The Tenuous Nature of Online Archives
If historians are going to keep writing awesome political histories and other histories, we are going to need access to primary sources. Increasingly those primary sources are online. But as we know, anything online can disappear in a blink. There was that moment early in Google’s history when it hoped to digitize everything. But then it decided it had no interest in providing great public services it couldn’t monetize. So that died. In the case of the newspaper in Milwaukee, its newspaper archives simply became so expensive that the public library couldn’t afford the service.
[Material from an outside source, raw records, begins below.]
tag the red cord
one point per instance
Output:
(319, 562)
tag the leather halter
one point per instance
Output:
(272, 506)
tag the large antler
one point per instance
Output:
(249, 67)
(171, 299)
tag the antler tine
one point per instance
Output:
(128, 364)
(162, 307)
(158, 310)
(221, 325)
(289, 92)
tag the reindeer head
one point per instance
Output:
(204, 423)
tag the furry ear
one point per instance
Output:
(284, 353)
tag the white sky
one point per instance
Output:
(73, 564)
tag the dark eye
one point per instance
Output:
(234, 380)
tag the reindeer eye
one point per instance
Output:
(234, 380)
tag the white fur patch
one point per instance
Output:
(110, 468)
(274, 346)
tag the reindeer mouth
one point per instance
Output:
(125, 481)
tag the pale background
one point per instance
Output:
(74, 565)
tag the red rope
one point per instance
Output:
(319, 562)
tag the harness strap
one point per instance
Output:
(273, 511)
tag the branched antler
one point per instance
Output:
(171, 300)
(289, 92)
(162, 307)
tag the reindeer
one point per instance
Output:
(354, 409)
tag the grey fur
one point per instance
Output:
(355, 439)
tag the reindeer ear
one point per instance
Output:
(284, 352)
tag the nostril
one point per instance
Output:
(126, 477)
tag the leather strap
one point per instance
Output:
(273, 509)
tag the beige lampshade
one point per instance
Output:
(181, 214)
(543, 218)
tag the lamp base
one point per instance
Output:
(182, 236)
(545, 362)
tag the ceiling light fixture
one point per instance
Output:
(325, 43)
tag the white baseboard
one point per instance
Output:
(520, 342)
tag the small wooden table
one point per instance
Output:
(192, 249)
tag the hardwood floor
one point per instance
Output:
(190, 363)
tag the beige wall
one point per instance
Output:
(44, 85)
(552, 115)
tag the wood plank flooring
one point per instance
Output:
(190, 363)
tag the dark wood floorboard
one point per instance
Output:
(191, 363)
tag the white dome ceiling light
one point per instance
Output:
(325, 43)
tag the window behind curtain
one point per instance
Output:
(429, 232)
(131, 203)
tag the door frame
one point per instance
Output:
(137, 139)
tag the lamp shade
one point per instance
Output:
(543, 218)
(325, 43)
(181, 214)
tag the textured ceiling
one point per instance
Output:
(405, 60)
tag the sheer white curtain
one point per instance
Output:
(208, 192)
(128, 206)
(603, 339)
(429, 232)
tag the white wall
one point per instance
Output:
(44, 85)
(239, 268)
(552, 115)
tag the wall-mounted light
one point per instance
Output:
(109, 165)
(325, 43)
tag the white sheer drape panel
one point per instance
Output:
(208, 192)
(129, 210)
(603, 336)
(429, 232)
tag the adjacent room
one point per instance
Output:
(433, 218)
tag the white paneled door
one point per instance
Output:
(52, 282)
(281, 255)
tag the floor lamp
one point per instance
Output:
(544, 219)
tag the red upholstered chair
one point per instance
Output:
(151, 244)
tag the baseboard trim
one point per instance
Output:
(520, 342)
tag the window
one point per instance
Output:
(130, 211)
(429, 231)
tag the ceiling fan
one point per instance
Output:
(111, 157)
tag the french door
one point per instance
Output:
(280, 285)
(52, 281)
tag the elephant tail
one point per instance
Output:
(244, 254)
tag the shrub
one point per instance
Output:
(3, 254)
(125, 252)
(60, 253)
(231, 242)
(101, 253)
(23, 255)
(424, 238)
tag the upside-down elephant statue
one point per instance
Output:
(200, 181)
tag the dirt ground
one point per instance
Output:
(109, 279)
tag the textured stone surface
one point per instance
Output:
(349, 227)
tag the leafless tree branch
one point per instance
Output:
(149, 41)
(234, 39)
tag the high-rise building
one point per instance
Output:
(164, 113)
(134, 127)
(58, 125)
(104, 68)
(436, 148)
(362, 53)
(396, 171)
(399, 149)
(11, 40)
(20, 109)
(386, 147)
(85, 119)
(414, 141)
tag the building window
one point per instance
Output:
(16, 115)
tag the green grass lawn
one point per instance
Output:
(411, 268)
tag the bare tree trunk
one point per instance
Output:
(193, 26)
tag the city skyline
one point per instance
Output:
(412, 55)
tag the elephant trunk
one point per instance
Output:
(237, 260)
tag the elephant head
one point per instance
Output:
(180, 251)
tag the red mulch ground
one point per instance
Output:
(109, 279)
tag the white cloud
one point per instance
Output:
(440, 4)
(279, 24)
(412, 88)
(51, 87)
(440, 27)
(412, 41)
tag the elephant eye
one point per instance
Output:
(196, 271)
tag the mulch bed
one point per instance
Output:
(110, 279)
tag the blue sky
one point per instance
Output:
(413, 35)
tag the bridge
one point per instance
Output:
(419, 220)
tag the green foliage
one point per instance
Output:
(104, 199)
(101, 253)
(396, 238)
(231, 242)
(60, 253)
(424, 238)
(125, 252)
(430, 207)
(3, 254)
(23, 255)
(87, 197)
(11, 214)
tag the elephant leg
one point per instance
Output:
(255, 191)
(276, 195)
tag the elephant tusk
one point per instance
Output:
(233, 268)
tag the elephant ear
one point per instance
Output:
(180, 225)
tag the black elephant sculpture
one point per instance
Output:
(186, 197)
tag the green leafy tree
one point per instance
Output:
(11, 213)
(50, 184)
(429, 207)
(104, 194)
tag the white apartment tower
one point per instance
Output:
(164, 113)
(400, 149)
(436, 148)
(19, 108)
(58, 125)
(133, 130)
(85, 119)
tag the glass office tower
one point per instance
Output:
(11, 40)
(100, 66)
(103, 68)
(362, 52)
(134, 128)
Where had Milwaukee’s history gone?
The archive had initially been made available on Google around 2008 as part of the company’s effort to digitize historical newspapers. That project ended in 2011, but not before Google had scanned more than 60 million pages covering 250 years of history’s first drafts. Those newspapers have remained publicly accessible, and serve both professional historians and home genealogists.
When the Milwaukee project began, Google used microfilms from the papers that had already been uploaded to the ProQuest research database. Because some things were missing from ProQuest, the Journal-Sentinel asked the Milwaukee Public Library to help out. The library let the company digitize decades of microfilms to bulk out the digital archives.
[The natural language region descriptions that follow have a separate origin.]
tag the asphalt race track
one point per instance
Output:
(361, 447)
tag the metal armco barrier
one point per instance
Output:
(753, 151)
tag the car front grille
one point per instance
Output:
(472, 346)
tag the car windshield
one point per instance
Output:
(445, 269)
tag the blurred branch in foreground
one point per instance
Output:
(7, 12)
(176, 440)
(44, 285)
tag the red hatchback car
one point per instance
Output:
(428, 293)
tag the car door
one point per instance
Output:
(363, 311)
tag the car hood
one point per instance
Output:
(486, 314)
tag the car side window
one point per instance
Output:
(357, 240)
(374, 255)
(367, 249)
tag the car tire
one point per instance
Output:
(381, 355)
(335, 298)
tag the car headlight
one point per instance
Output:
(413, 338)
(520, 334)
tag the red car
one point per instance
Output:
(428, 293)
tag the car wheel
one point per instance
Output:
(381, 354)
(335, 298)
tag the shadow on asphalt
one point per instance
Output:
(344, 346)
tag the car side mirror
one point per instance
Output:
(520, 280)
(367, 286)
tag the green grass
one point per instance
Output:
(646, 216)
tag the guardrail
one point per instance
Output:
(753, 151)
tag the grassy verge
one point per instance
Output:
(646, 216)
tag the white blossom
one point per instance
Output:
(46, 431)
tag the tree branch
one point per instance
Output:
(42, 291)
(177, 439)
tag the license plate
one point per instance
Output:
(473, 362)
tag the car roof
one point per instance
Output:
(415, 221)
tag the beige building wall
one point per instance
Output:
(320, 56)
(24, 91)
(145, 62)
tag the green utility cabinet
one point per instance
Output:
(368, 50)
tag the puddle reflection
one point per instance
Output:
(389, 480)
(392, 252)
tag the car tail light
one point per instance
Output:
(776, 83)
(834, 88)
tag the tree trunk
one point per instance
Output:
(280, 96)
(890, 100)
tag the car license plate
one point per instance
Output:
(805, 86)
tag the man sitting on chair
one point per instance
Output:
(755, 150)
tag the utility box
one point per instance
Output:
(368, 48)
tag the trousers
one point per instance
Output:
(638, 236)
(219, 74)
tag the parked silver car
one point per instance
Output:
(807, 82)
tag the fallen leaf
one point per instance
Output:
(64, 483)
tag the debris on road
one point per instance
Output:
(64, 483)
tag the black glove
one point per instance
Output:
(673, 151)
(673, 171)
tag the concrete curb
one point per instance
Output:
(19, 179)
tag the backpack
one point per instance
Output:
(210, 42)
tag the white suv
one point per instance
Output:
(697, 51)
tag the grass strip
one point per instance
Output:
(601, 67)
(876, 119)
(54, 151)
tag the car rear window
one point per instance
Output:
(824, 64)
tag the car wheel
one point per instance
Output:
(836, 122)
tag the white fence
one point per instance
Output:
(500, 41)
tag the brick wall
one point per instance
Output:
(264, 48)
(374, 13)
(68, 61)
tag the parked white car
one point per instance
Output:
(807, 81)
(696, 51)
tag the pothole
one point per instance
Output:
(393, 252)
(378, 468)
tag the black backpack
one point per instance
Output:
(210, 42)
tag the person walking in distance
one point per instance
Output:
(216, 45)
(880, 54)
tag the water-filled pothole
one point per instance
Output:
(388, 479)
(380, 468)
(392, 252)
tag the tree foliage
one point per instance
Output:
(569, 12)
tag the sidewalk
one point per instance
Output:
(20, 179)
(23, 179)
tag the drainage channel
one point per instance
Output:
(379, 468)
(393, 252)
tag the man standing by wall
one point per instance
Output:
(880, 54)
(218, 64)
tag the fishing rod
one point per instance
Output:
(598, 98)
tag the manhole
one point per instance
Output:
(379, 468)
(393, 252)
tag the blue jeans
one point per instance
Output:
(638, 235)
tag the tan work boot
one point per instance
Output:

But as Google discontinued support for the project, the paper decided to construct its own archive. “It takes a long time to scan and get the archives up,” said James Conigliaro, the paper’s vice-president of digital strategy. “So we’ve been working on that.”
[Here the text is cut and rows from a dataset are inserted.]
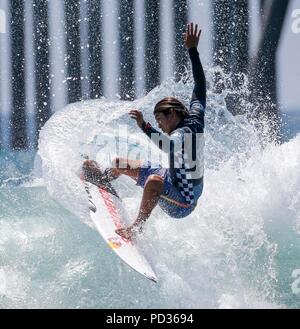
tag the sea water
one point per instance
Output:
(239, 249)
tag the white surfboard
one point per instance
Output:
(108, 214)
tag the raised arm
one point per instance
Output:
(192, 37)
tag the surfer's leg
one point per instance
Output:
(123, 166)
(152, 191)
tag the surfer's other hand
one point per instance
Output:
(137, 116)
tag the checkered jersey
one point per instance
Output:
(186, 150)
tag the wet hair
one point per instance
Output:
(166, 104)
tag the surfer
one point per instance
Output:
(175, 189)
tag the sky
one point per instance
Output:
(288, 56)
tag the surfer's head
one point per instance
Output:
(168, 113)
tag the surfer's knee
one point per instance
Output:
(155, 183)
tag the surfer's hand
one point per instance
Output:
(191, 36)
(137, 116)
(128, 233)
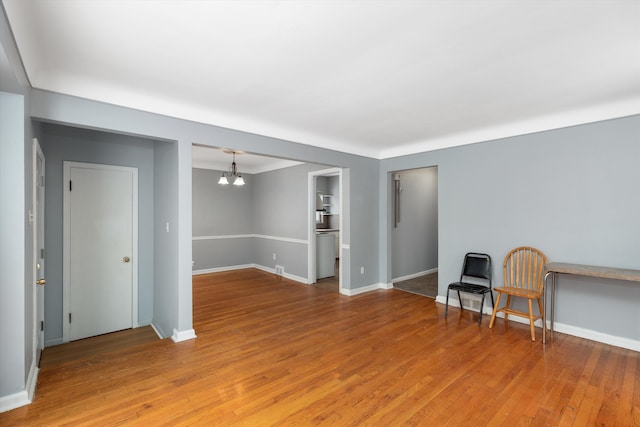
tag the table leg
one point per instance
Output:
(553, 303)
(544, 309)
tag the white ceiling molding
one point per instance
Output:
(378, 79)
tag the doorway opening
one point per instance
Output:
(414, 231)
(326, 220)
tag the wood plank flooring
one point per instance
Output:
(271, 351)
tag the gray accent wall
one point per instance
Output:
(238, 226)
(570, 192)
(63, 143)
(221, 210)
(415, 239)
(165, 242)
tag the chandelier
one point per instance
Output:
(233, 173)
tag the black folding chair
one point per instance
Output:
(475, 278)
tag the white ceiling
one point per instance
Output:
(220, 159)
(375, 78)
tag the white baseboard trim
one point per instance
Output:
(244, 266)
(157, 330)
(13, 401)
(286, 275)
(220, 269)
(559, 327)
(32, 380)
(597, 336)
(414, 275)
(23, 397)
(51, 343)
(364, 289)
(179, 336)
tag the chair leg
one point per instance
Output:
(506, 315)
(542, 313)
(495, 310)
(533, 333)
(446, 307)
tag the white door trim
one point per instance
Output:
(66, 268)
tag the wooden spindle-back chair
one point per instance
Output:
(523, 270)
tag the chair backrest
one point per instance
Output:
(476, 266)
(524, 268)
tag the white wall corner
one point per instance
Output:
(179, 336)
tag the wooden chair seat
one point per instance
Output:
(523, 270)
(517, 292)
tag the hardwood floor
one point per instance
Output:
(271, 351)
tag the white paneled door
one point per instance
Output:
(100, 249)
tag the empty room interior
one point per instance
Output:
(302, 213)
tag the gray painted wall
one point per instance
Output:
(222, 210)
(415, 239)
(272, 204)
(165, 243)
(361, 173)
(16, 244)
(62, 143)
(570, 192)
(15, 357)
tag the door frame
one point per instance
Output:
(37, 222)
(66, 250)
(311, 227)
The paper had an existing relationship with Newsbank, a digitization and archiving company based in Florida. In 2014, Newsbank approach the Milwaukee Public Library about buying the rights to the Journal-Sentinel archives. The MPL already subscribed to two Newsbank services—an obituary archive and a modern database of the Journal-Sentinel–and regularly purchases proprietary databases whose subscription fees are in the low five figures. But it couldn’t afford the Journal-Sentinel archives.
In May, Newsbank came to the MPL again, offering a menu of purchase options. The most expansive offer was almost $1.5 million, with an annual hosting fee. That nearly amounted to the library’s entire $1.7 million annual materials budget. “To be asked to purchase outright something for a million dollars is just out of our scope of possibility,” said Paula Kiely, the library director.
Then, in August, Newsbank let the other shoe drop: According to Urban Milwaukee, Gannett—which purchased the paper in April—asked the Journal-Sentinel to ask Google to remove the paper’s digital archives, which the company did. It’s harder to sell a product when it’s being given away for free, after all.
Someone figured it could make money on history. It can only do that by charging an absolutely exorbitant amount of money. Many cities can’t pay. So the historical sources disappear. If it is going to be a requirement that someone profit in order to make primary sources public, the future of the historical profession is grim indeed.